Histopathological analysis
The tissues from formalin-fixed wounds were then cleaned in xylene, molded in paraffin, and dehydrated with graded alcohol. Hematoxylin and eosin was used to produce stain sections that were 4–5 µm thick (H&E) general skin structure, and histological changes in the epidermis and dermis as well as toluidine blue dye were used to examine mast cell variations in different groups [Citation22,Citation23].
Mediators analysis
Before killing the rats were anaesthetized, and blood samples were collected from the retro-orbital plexus and allowed to clot and centrifuged at 6000 rpm for 10 min at 5°C in heparinized Eppendorf tubes. Serum was then gathered and stored at −80°C pending analysis. IFN-γ, IL-4, TNF-α, and IL-17 serum levels were measured using kits from Abcam (U.S.A.) in accordance with the manufacturer’s instructions [Citation24].
Enzymes assay
At the end of the experiment, antioxidant enzyme of superoxide dismutase (SOD), and Lipid peroxidation of Malondialdehyde (MDA) were measured in serum of different animal groups [Citation25].
Biochemical analysis
The blood samples were collected from different groups at the end of experiment and serum were obtained and stored −80°C until ready for further analysis. The levels of alanine aminotransferase (ALT), aspartate aminotransferase (AST), creatinine and Blood Urea Nitrogen (BUN) were measured according to the instructions of the manufacturer’s kits (Human diagnostic company, Germany) [Citation26].
Statistical analysis
The mean and standard deviation of mean (SEM) of the results are given. One-way ANOVA was applied to analyze statistical variances, and Tukey’s test was used for post-hoc analysis with a significance level of p ≤ 0.05. The Graph pad prism Version 5 was used to conduct statistical analysis (San-Francisco, USA).
Results
Bacterial isolates and antimicrobial results
Seven different bacterial species were obtained from skin breaks of patients and have been identified as following: Escherichia coli, Bacillus subtilis, Micrococcus Letus, Klebsiella pneumonia, Pseudomonas aeruginosa, Staphylococcus aureus, Salmonella typhimurium Furthermore, tested filtrate and lyophilized cells solution of L. plantarum-ATCC8014 showed various impacts toward isolated bacteria from skin. It could be noticed that L. plantarum-ATCC8014 filtrate has the highest inhibition zones versus all tested bacteria compared to lyophilized cells solution whereas it showed the highest action toward S. aureus which had been selected to induce infection in vivo studies as depicted in ().

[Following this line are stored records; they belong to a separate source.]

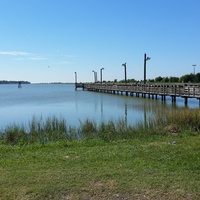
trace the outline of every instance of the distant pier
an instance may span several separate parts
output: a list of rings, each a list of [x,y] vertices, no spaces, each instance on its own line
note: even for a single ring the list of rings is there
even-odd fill
[[[165,101],[170,96],[172,102],[176,102],[177,97],[184,98],[185,105],[188,104],[189,98],[196,98],[200,104],[200,85],[190,84],[101,84],[101,83],[75,83],[75,89],[105,92],[112,94],[125,94],[127,96],[136,96],[143,98],[157,99],[161,96],[161,100]]]

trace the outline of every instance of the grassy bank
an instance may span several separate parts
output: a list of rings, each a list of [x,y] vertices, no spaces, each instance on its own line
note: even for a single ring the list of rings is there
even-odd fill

Figure 1. In vitro comparative study of antibacterial activities of L. plantarum-ATCC8014 filtrate and lyophilized cells solution versus isolated bacterial cells. Results are expressed as a mean ± SEM (n = 3) upon applying agar well diffusion assay.

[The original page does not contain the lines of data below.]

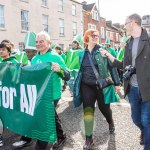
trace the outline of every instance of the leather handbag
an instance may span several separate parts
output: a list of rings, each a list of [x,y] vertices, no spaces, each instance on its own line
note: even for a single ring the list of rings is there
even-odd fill
[[[91,56],[90,56],[89,53],[88,53],[88,57],[89,57],[89,60],[90,60],[90,64],[91,64],[91,66],[92,66],[92,69],[93,69],[93,71],[94,71],[94,74],[95,74],[95,76],[96,76],[97,84],[99,85],[99,88],[100,88],[100,89],[103,89],[103,88],[105,88],[105,87],[107,87],[107,86],[110,86],[110,85],[114,84],[114,82],[112,81],[111,77],[106,77],[106,78],[104,78],[104,79],[100,78],[99,73],[98,73],[98,71],[96,70],[96,68],[95,68],[95,66],[94,66],[94,64],[93,64],[92,59],[91,59]]]

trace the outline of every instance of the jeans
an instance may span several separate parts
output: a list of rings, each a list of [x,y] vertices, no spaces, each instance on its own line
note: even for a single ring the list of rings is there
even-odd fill
[[[144,131],[144,150],[150,150],[150,100],[142,102],[139,87],[131,86],[128,93],[131,117],[136,126]]]
[[[106,118],[108,124],[113,124],[112,110],[110,104],[105,104],[102,90],[98,89],[96,85],[87,85],[81,82],[81,94],[84,109],[85,136],[92,138],[95,102],[97,101],[99,110]]]

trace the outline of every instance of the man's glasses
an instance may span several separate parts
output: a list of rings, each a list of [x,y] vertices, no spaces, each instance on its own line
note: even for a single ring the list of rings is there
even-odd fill
[[[98,38],[99,35],[94,35],[94,34],[92,34],[91,37],[94,39],[94,38]]]
[[[126,26],[127,24],[131,23],[132,21],[126,22],[124,25]]]

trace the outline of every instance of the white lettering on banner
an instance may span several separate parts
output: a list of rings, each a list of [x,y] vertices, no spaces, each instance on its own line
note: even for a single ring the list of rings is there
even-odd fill
[[[13,109],[14,96],[17,96],[16,89],[13,87],[2,87],[2,81],[0,81],[0,91],[2,92],[2,106]]]
[[[29,114],[29,108],[28,108],[28,100],[26,96],[26,91],[25,91],[25,85],[21,84],[20,85],[20,108],[21,112],[25,112]]]
[[[31,116],[34,114],[35,103],[37,99],[37,90],[35,85],[27,85],[27,93],[25,85],[20,85],[20,108],[21,112],[25,112]],[[27,99],[28,96],[28,99]]]
[[[30,102],[29,114],[33,116],[35,103],[37,99],[37,90],[35,85],[27,85],[28,97]]]

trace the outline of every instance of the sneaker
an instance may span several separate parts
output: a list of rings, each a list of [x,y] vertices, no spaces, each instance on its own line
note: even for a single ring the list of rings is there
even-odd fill
[[[19,148],[21,148],[21,147],[26,147],[26,146],[28,146],[29,144],[31,144],[31,141],[30,141],[30,142],[27,142],[27,141],[21,140],[21,141],[18,141],[18,142],[13,143],[13,146],[14,146],[14,147],[19,147]]]
[[[83,150],[93,150],[94,142],[92,138],[86,138],[85,144],[83,146]]]
[[[56,143],[54,143],[52,149],[56,150],[58,148],[60,148],[61,146],[63,146],[66,143],[66,136],[63,139],[58,139],[58,141]]]
[[[0,147],[3,146],[3,138],[0,136]]]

Testing of L. plantarum-ATCC8014 lyophilized cells solution and filtrate on lipoxygenase enzymatic action
Anti-inflammatory action of Lactobacillus plantarum ATCC8014 samples was tested using lipoxygenase enzymatic inhibition where L. plantarum-ATCC8014 lyophilized cells solution showed good inhibition of lipoxygenase action with IC50 value 13.3 ± 2.1 µg/ml, while IC50 = 12.7 ± 2.1 µg/ml for L. plantarum-ATCC8014 filtrate versus standard dug IC50 value of 1.3 ± 1.1 µg/ml as shown in ()

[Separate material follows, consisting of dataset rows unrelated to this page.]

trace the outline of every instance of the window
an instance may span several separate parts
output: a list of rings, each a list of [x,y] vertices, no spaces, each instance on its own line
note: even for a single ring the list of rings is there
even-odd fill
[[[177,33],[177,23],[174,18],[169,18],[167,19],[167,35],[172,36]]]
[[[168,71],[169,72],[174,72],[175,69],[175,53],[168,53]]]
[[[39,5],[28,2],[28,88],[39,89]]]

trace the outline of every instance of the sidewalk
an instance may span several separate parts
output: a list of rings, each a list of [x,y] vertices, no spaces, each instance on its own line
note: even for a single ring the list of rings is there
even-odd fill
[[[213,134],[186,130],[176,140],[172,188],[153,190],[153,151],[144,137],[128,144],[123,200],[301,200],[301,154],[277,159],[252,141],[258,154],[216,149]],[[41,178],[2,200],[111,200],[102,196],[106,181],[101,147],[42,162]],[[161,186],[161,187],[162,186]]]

Figure 2. Line chart of in vitro anti-inflammatory test of L. plantarum-ATCC8014 filtrate and L. plantarum-ATCC8014 cells solution versus ibuprofen as standard drug. Results are expressed as a mean ± SEM (n = 3), where, (IC50 =14.3±2.1µg/ml for L. plantarum-cells; IC50 =12.7±2.1µg/ml for L. plantarum-ATCC8014 filtrate while, IC50 =1.3±1.1 µg/ml for standard).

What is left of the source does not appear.